I don't see any difference between a board planed with a standard angle frog and the 55 degree high angle frog, so the high angle frog offers better performance (for me) with the only downside being that it is harder to push (I consider it a good workout).

As an aside, I have the Lie-Nielsen Low Angle Jack Plane which I use mostly for roughing out stock. The blade I use most with this plane has a heavy camber and I can adjust the mouth to take a very aggressive cut, plus it is very easy to push (bevel up). After that, I follow up with my #7 (with the 55 degree HAF) and almost don't need to go to my #4 or #4 1/2. The only reason I do follow up with a smoother is to lessen the valleys created by the camber on my jointer (my smoother also has some camber, but it is very slight). I have the toothed blade for my Low Angle Jack and have never used it, any problems created during the roughing stage are quickly solved once I switch to my jointer. The reason I originally switched to using planes with the 55 degree HAF had to do with one of the spare blades for my Low Angle Jack; I sharpened the secondary bevel on that blade to 50 degrees which made the overall angle 62 degrees (the blade is bedded at 12 degrees). The results spoke for themselves, so I made the switch.
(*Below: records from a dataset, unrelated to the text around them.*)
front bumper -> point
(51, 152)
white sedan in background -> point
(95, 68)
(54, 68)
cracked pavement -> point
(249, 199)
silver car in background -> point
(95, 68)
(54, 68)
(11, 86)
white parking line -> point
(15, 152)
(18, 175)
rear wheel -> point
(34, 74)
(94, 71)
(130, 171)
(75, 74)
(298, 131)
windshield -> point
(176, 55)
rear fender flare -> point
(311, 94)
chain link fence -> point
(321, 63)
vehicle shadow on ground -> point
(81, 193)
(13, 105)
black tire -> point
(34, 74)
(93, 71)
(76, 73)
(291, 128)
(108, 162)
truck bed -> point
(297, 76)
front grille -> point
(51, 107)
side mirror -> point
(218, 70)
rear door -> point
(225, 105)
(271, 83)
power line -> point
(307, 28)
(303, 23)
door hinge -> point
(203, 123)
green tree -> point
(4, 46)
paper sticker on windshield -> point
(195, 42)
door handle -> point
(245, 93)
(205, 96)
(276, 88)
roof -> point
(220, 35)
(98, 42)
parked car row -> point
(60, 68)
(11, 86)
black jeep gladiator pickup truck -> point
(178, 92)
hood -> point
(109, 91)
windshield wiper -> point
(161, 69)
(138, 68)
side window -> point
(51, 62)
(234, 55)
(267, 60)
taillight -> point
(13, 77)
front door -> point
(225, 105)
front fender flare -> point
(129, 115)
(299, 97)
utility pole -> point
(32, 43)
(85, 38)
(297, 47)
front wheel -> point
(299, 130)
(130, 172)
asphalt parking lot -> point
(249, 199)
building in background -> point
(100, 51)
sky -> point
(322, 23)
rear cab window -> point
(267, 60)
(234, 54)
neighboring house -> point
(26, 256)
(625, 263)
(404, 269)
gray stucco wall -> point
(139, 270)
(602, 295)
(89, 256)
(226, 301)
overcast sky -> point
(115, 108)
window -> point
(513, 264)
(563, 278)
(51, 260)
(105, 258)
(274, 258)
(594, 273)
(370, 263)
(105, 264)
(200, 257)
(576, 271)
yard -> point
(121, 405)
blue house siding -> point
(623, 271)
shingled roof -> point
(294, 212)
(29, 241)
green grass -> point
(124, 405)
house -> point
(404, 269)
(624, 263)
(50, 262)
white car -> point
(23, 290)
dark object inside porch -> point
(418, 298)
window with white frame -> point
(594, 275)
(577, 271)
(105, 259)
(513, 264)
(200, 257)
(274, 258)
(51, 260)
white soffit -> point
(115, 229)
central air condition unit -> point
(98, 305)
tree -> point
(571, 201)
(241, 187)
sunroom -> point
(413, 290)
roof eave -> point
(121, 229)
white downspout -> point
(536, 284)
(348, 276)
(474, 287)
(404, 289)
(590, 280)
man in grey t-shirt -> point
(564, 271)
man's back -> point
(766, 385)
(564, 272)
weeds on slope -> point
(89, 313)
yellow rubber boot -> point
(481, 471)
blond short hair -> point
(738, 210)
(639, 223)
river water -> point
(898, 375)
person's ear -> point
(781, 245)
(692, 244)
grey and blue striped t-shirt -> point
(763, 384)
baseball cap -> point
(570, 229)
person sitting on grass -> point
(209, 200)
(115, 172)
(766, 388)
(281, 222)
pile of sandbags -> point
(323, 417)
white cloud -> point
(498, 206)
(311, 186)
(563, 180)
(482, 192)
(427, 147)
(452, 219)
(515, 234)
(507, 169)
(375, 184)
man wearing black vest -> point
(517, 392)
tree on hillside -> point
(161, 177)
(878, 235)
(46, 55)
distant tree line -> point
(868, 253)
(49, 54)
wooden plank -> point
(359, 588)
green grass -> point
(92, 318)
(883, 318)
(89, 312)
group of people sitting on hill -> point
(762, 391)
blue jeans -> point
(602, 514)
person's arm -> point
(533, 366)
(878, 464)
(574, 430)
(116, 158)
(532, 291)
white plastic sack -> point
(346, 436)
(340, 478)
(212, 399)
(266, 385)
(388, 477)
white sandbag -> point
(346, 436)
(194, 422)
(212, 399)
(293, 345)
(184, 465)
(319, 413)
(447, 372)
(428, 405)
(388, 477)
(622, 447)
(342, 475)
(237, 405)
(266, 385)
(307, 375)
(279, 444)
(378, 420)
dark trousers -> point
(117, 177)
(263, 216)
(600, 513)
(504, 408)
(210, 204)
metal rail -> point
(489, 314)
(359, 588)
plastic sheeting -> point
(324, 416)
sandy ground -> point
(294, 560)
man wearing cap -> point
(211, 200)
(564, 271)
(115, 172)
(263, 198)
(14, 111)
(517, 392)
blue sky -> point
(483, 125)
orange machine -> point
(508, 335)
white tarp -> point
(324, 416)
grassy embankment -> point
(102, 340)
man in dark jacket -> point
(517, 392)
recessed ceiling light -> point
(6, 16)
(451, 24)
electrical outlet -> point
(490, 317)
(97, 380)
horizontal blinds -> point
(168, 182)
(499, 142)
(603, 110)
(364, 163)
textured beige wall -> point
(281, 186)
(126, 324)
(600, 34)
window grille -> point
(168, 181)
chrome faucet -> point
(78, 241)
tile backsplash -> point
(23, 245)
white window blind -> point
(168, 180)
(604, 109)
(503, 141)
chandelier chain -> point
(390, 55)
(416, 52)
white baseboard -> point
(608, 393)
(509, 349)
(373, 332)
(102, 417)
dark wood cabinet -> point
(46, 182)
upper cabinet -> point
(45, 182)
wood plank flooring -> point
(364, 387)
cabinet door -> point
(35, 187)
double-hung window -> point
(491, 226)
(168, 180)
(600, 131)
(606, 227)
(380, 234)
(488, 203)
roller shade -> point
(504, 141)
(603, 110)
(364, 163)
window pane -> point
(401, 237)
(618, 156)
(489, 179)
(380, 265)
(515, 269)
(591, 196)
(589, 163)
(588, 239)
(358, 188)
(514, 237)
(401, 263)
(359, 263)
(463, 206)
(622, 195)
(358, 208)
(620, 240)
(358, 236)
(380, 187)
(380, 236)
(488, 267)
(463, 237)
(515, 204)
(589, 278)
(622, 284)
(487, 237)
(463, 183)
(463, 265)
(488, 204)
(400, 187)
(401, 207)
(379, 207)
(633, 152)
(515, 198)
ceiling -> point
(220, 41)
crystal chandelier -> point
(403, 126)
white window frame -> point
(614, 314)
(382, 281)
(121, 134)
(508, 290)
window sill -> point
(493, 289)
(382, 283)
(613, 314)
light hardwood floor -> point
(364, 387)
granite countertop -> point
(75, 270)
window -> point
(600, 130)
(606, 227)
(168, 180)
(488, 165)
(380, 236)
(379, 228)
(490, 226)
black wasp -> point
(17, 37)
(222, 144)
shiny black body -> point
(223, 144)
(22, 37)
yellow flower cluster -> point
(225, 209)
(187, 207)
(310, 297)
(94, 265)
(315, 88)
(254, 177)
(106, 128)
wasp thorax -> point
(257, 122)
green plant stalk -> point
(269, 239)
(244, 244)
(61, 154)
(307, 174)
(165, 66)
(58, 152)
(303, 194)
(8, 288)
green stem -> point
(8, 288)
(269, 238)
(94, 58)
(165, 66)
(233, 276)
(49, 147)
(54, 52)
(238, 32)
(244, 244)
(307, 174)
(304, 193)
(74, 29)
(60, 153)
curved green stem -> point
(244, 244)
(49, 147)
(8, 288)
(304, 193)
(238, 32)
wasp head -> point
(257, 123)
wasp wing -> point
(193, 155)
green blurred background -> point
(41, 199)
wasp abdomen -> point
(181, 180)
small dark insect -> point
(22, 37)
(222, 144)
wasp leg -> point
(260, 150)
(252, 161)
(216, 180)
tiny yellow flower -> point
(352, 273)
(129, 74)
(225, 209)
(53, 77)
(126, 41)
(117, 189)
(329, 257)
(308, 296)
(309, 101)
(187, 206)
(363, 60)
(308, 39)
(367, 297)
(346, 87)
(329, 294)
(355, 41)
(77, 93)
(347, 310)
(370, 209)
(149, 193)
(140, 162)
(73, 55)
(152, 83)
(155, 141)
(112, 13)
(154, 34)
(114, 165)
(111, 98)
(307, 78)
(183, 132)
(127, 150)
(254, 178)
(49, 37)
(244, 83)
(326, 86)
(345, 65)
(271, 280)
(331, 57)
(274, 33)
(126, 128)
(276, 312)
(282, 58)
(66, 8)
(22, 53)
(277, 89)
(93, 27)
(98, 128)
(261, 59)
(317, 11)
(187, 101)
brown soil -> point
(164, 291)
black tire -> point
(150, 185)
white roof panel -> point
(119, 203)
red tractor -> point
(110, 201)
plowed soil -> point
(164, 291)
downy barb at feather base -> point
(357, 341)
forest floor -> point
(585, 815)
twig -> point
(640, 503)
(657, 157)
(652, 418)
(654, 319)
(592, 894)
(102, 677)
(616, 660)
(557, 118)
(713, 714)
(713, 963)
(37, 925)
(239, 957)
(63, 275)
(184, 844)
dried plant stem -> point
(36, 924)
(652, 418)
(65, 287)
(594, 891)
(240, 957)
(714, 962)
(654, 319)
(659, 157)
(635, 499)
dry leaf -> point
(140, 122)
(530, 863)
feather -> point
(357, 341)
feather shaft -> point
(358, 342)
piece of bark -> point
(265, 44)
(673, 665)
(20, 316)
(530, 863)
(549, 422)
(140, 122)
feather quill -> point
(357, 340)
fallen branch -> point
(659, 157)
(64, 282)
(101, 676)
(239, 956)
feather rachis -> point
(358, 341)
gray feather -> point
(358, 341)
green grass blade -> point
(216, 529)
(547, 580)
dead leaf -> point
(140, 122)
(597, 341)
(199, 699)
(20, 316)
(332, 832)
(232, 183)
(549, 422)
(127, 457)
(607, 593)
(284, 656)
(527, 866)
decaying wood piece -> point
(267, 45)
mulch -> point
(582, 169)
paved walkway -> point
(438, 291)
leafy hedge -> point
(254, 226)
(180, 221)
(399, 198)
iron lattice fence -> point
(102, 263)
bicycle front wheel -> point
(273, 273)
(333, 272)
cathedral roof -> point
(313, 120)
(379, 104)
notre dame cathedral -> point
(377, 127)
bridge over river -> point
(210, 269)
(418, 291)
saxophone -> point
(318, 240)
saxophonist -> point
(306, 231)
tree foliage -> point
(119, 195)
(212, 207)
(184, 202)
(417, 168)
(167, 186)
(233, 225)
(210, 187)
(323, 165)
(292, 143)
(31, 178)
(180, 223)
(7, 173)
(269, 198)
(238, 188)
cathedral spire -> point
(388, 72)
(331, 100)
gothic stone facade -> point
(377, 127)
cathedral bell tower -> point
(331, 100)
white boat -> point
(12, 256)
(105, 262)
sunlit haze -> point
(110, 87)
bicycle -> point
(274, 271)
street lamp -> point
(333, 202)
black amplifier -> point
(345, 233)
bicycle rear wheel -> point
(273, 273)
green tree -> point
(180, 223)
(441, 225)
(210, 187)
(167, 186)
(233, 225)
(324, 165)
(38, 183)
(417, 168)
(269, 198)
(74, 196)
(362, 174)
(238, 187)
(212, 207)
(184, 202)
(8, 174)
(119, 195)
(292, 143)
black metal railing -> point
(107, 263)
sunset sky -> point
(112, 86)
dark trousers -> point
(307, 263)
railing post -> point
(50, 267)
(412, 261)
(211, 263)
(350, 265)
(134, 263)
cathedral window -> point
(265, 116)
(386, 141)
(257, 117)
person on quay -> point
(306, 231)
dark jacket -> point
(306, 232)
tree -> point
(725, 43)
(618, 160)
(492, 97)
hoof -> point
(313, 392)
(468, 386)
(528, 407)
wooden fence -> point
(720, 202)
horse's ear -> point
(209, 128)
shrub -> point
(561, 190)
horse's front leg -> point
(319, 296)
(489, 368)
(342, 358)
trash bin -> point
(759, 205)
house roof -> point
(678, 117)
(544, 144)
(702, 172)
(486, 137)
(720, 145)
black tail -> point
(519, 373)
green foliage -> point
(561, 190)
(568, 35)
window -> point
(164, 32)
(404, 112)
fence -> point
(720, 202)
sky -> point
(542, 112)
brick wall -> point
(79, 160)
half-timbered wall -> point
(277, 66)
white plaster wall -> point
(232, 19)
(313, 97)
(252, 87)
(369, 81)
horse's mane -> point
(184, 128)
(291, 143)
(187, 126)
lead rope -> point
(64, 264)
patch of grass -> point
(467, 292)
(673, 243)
Sorry for the long winded reply; someone who is more educated about the differences in frog angles would have probably given a more concise reply.

Steven


----------



## paratrooper34 (Apr 27, 2010)

Steven, I appreciate the long winded reply. Makes total sense as to me now why you use them. Thanks!


----------



## donwilwol (May 16, 2011)

I was going to ask the same question Mike. The high angle is sweet as a smoother. I'll bet that #7 is great on table tops.


----------



## kokomoron (Feb 25, 2013)

I have a 608 . I love it and use it a lot.


----------



## kokomoron (Feb 25, 2013)

Reedwood.. I appreciate your concern, but 608s are not particularly rare pieces of our cultural heritage. I'd say if a guy wants to drill holes for a fence, it is a tool after all. A lot of the hole drilling was done before the baby boomers got into the market and turned tools into relics.


----------



## reedwood (Jan 27, 2011)

This # 7 SW was worth around 75.00 before someone drilled it.

... maybe worth 15.00 for parts now.


----------